The most important takeaway is that the CPUC appears willing to support battery-first deployments when they are tied to an authorized project scope and can show concrete operating value. But the Commission is not extending that tolerance to adjacent concepts like hydrogen storage that were not expressly authorized. This creates a strong regulatory signal: utilities can recover and operationalize batteries more easily when they fit within an approved framework, but they will face a much higher burden for speculative (or peripherally connected) technologies.
ENERGY STORAGE INVESTIGATION
At its April 9 voting meeting, the CPUC is expected to launch an investigation to determine whether:
- PG&E’s Elkhorn Energy Storage System has been out of service for nine or more consecutive months; and
- The CPUC should eliminate consideration of the plant’s value or disallow associated expenses from rates under Public Utilities Code §455.5 or other statutory authority.

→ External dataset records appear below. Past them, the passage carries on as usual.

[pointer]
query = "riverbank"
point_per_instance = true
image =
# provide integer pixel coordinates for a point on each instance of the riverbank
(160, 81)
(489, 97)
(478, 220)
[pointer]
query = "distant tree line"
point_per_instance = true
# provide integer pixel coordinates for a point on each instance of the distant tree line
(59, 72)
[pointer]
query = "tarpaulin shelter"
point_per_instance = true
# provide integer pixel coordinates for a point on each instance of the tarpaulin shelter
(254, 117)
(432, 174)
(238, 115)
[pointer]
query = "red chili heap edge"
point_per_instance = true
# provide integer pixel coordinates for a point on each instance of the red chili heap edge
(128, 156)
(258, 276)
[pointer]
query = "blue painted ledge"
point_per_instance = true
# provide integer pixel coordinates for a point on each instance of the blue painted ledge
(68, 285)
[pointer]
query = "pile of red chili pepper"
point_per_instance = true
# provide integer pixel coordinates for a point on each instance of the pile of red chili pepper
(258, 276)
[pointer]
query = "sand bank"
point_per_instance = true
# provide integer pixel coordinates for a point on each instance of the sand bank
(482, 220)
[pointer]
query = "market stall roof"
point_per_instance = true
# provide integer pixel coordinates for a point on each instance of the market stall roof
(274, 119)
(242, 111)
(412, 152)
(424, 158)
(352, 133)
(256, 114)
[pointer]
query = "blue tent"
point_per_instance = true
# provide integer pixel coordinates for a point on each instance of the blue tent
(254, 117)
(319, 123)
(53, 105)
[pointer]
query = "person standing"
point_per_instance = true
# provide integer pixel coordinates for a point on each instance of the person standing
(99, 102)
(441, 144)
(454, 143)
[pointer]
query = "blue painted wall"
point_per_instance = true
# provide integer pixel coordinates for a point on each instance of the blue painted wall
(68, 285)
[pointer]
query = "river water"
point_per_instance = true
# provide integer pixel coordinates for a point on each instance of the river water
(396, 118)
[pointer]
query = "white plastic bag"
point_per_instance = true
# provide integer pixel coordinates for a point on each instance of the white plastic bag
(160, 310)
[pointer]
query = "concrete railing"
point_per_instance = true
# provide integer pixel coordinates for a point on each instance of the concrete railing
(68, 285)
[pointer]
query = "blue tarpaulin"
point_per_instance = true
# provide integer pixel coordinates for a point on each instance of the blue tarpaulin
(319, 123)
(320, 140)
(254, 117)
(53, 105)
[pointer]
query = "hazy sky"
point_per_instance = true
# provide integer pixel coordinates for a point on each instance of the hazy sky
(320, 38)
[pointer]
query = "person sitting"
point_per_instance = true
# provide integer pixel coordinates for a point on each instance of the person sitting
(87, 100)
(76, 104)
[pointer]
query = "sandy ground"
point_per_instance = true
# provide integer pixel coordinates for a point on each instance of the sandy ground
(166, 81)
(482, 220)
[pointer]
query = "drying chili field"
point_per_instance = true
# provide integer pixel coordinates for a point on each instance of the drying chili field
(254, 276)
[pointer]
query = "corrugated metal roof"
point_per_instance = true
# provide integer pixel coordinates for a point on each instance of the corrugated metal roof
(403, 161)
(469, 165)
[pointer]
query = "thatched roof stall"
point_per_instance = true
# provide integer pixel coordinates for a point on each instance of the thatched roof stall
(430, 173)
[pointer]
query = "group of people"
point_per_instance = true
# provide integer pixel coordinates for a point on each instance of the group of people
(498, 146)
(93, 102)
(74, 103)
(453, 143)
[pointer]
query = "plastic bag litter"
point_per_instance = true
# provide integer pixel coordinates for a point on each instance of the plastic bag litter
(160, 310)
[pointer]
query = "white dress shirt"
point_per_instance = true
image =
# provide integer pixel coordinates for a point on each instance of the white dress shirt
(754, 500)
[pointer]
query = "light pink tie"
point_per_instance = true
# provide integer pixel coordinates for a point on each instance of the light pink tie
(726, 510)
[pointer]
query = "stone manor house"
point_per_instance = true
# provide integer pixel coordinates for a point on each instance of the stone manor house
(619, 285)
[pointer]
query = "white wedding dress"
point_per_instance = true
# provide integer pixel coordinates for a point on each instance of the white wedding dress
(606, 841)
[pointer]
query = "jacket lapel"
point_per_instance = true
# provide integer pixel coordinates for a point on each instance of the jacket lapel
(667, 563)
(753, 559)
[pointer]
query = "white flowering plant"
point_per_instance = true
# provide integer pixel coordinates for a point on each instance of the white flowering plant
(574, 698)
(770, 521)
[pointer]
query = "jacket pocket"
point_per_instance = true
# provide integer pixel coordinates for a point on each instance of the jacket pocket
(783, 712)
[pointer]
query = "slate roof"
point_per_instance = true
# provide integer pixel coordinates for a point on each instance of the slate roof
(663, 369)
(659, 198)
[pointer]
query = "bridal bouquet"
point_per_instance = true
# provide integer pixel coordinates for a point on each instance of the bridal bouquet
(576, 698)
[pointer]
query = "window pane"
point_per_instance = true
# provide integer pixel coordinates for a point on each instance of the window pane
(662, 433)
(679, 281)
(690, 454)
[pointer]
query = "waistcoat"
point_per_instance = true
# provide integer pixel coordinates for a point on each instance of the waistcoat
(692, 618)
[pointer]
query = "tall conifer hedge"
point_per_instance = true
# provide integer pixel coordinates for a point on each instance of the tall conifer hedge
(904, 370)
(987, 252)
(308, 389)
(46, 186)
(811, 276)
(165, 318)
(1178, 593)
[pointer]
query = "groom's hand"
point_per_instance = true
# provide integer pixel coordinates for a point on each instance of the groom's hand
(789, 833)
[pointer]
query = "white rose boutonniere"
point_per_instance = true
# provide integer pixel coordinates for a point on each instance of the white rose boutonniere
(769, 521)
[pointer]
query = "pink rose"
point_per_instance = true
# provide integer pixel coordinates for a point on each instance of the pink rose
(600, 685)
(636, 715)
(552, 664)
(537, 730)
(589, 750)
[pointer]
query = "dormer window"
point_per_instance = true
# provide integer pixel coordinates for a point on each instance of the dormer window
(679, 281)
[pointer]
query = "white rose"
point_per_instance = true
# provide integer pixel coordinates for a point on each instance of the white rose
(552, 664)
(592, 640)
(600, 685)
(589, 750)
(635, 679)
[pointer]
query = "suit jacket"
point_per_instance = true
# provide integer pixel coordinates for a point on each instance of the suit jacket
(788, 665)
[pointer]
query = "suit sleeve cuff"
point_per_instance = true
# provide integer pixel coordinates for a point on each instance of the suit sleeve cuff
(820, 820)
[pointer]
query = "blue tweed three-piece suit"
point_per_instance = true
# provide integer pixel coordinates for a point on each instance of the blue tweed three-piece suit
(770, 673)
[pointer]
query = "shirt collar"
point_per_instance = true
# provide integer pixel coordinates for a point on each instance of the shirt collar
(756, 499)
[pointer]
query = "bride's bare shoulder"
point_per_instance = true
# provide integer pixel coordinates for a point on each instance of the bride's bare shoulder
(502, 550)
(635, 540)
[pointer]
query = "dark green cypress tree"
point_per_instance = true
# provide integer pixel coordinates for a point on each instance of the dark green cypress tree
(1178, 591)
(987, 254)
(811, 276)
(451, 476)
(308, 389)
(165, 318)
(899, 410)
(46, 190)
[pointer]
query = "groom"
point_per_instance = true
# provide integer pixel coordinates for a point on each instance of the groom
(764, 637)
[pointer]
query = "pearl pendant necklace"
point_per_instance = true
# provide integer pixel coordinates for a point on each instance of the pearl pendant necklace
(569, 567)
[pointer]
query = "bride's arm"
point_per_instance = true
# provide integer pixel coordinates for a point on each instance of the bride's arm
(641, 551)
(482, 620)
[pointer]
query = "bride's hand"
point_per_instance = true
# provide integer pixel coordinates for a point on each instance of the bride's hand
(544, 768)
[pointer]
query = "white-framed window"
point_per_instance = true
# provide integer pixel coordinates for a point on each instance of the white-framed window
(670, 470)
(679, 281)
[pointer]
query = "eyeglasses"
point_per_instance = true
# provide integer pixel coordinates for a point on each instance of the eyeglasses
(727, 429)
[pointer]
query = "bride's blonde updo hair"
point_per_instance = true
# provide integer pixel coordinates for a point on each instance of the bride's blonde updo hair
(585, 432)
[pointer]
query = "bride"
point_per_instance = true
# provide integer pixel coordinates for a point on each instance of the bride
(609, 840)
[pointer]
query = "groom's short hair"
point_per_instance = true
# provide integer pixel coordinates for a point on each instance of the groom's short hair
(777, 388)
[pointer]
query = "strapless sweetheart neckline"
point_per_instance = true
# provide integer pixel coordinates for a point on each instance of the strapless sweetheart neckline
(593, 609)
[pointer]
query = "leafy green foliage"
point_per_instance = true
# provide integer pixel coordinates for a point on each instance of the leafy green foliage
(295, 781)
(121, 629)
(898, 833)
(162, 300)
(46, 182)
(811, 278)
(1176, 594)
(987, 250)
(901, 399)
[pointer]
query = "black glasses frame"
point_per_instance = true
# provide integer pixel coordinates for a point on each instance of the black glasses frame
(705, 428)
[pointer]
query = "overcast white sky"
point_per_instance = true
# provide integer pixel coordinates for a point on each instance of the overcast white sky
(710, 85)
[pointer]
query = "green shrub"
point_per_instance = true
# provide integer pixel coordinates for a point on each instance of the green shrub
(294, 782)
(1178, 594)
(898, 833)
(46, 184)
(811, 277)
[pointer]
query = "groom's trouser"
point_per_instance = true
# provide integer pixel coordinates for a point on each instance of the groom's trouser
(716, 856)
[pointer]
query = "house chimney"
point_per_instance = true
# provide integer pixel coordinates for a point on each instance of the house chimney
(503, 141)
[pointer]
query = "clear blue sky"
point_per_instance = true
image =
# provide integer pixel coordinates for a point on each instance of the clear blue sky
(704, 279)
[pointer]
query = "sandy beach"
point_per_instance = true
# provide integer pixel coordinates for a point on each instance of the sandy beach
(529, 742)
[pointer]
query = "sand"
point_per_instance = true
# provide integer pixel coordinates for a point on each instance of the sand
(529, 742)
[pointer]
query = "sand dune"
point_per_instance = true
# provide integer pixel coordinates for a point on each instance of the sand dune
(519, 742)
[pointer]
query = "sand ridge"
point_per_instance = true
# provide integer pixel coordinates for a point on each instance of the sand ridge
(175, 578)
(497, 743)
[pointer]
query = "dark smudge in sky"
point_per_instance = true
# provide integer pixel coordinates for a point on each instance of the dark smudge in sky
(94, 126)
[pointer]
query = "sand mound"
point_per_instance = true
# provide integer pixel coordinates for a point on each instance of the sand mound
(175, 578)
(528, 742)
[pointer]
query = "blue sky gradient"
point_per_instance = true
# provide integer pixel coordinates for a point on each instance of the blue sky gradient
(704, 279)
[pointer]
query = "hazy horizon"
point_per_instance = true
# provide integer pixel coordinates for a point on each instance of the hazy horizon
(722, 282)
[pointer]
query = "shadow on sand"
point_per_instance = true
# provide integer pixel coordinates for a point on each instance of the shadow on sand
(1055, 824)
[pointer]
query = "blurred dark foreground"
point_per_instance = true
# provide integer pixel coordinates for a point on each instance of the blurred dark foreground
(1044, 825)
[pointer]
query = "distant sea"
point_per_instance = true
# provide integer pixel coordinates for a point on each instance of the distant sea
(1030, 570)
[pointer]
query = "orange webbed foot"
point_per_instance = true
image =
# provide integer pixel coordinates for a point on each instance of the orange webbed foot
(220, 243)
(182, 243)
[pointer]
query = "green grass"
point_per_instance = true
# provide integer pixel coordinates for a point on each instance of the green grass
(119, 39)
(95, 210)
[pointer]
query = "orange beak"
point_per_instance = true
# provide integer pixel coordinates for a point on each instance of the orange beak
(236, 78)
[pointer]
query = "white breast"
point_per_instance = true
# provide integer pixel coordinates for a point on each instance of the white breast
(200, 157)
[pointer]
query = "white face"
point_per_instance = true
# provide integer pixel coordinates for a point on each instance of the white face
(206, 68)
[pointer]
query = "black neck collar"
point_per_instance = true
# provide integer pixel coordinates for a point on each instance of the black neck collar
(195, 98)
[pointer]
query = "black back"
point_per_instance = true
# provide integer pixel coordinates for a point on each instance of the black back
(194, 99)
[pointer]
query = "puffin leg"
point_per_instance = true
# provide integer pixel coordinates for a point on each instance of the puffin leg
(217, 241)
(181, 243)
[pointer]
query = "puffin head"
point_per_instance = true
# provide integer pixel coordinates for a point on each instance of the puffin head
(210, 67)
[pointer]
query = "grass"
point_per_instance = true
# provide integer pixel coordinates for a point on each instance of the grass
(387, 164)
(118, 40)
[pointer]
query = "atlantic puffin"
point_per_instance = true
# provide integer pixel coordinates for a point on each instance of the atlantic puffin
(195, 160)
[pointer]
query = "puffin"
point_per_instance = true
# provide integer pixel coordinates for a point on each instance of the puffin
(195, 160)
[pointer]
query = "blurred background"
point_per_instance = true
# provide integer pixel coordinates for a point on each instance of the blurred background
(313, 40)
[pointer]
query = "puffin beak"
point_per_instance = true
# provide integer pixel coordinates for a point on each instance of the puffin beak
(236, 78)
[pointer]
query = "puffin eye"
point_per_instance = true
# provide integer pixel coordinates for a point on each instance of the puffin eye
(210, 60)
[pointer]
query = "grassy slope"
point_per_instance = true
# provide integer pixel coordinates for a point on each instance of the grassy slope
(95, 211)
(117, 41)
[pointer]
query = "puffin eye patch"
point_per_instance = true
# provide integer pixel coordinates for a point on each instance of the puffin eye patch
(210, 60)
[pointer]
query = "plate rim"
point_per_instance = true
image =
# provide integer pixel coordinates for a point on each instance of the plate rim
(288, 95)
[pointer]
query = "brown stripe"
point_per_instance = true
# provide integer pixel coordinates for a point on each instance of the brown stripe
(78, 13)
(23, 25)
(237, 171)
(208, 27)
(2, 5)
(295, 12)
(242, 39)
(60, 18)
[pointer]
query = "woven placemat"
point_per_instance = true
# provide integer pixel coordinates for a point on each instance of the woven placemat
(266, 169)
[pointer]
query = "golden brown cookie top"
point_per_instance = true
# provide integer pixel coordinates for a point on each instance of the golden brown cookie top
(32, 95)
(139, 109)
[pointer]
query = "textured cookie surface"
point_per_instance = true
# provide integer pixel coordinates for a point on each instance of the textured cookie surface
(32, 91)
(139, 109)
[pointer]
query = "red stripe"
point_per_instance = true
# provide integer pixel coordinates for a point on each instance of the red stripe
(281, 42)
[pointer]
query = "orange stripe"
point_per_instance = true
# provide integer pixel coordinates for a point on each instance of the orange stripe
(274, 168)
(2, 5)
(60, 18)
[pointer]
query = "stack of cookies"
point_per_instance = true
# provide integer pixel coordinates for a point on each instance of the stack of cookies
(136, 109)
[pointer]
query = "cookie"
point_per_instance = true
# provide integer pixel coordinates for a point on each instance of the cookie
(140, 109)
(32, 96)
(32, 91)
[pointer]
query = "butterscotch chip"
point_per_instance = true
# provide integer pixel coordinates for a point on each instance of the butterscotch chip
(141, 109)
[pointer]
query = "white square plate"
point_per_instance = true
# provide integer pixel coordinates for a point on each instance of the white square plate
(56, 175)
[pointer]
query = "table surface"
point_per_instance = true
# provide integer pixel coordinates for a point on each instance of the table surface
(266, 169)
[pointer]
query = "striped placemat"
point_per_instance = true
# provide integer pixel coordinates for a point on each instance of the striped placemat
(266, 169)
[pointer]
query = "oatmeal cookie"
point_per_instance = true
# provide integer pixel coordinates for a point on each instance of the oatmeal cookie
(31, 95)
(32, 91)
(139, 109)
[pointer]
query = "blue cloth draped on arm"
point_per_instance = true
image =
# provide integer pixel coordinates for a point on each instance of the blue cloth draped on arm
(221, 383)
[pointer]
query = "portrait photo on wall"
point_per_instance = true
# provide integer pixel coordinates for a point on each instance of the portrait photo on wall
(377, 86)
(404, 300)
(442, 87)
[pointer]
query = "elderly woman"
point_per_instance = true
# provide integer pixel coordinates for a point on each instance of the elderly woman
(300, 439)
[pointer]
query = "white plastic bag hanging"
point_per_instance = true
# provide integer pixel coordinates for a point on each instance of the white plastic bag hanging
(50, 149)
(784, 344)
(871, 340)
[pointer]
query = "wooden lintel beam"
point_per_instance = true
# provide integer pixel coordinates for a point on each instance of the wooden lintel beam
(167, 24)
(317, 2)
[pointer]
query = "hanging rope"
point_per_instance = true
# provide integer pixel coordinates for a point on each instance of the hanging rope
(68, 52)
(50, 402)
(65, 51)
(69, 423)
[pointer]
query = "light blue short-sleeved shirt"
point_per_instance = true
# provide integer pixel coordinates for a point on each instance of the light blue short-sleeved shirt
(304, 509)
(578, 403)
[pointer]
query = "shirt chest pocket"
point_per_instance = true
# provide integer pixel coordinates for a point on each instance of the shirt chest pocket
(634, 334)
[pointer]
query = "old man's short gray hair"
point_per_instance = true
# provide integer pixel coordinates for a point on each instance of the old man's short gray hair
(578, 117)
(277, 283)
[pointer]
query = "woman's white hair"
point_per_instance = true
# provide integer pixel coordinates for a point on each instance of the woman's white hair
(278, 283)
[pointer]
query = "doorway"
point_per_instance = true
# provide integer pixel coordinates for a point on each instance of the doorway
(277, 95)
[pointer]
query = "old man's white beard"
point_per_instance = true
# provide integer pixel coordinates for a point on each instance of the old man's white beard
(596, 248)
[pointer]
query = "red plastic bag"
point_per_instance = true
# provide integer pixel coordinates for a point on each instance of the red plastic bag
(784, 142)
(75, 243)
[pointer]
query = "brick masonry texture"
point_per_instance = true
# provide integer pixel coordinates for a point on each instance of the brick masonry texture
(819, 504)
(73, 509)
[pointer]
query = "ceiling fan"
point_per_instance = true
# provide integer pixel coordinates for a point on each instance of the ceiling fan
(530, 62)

The 182.5 MW/730 MWh battery system at Moss Landing has been offline since June 2, 2025 following a coolant leak during restart. PG&E reports it has no definitive return date and is planning for the facility to remain offline through the remainder of 2026.
While PG&E maintains that energy storage may not qualify as a “generation or production facility” under §455.5, it provided notice voluntarily, triggering the CPUC’s obligation to open this proceeding.
The order launching this rulemaking also directs PG&E to establish a memorandum account to track its authorized revenue requirement and related revenues, with amounts accruing interest and subject to refund from the date the investigation is issued. The matter may ultimately be addressed in coordination with PG&E’s Test Year 2027 General Rate Case.
INSTANT ANALYSIS: If the Commission finds that §455.5 applies to storage, the statute provides a direct path to disallow value and expenses tied to a prolonged outage. If it does not, the CPUC retains authority under “just and reasonable” standards to examine the same cost-recovery question.
- The memorandum account does not determine outcomes, it preserves the ability to reconcile revenues and apply refunds with interest if the CPUC later finds that costs should not have been collected during the outage period.
- The record points to extended uncertainty. PG&E has no restart timeline and is working with Tesla as the maintenance and warranty provider to address the coolant leak. That combination keeps the focus on outage duration, asset classification, and cost recovery rather than safety findings, which are being handled in separate investigations.
At the end of the day, this is a cost-recovery proceeding anchored in outage duration and statutory interpretation, with potential downstream implications for how long-duration outages at utility-owned storage assets are treated in rates.